Rhode Island will join Delaware, Vermont, North Dakota, South Dakota, and Montana in the pantheon of states that went from having multiple districts to one at-large representative. It’s an ignominious achievement, generally accompanied by a loss in congressional clout.
It also means a significant decrease in the relative representation of any individual Rhode Islander. Currently, the state’s two congressional districts are the least populated of any in the country; so the resident-to-representative ratio is a national-best 528,562-to-1. In an at-large district, that ratio would be national-worst 1,057,125 residents to one representative.
But Rhode Island’s situation may be distinct from the five states that came before it, because both of Rhode Island’s members of Congress — Jim Langevin and David Cicilline — are from the same party, and both look likely to run for the at-large seat in 2022, setting up a clash in the Democratic primary.
That has never happened before.
In all previous instances of a state moving from multiple members to a single representative, the two incumbents were either from different parties, or one chose to step aside rather than seek re-election against their colleague.
Delaware had two congressional districts from 1812 to 1822, but lost one of them following the 1820 census.
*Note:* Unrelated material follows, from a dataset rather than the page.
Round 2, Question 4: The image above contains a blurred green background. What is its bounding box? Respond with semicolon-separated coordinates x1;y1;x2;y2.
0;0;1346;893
At the time of the 1822 election for the single at-large representative, only one of the state’s two seats was occupied, by Federalist Rep. Louis McClane. Democratic-Republican Rep. Caesar Augustus Rodney had been elected to the Senate earlier that year, leaving the soon-to-be eliminated second seat vacant. (A cousin, Federalist Daniel Rodney, won a special election to complete Rep. Rodney’s term, but did not run in the concurrent general election for the remaining seat.)
Following the 1932 census, Vermont was reapportioned down from two seats to one. At the time, the state had two Republican representatives: John Eliakim Weeks and Ernest Gibson. Weeks, who had previously made history as the first man to be elected to a second two-year term as governor, chose to retire rather than run against Gibson. Interestingly, Gibson, who had previously represented only the eastern side of the state, still faced a primary challenge for the at-large seat, from state Sen. Loren Pierce. Gibson won, 70-30 percent.
North Dakota lost its second seat after the 1970 Census. The state had been represented by Democratic-NPL Rep. Arthur Link and Republican Mark Andrews, but following reapportionment Link ran for the open governorship instead, winning by a narrow 51-49 percent, while Andrews, who had previously represented only the eastern part of the state, cruised to a 73-27 percent victory in the at-large district.
The first time reapportionment actually forced two sitting members of Congress to compete for an at-large district was in 1982, in South Dakota. Future Democratic Senate Majority Leader/then-Rep. Tom Daschle, who had won his 1978 congressional race in the state’s eastern district by just 139 votes, faced off against freshman Republican Clint Roberts, who had represented the western part of the state, winning by a tight 52-48 percent.
Ten years later, it would be Montana’s turn to face the political Grim Reaper, with a similar result to South Dakota. Democratic Rep. Pat Williams and Republican Rep. Ron Marlenee served together in the House for 14 years, but that didn’t stop the two from battling it out for Montana’s new at-large district in 1992. Williams, who had represented the traditionally Democratic western part of the state, won that fight 50-47 percent. (Thirty years later, Montana is likely to gain a second seat in this round of reapportionment.)
Over the last 232 years, America has played host to tens of thousands of congressional elections. But it has never seen two incumbents face off in a primary for an at-large district. Come 2022, that’s something only Rhode Islanders may be able to say. But for some reason, Democrats in the state just don’t want to talk about it.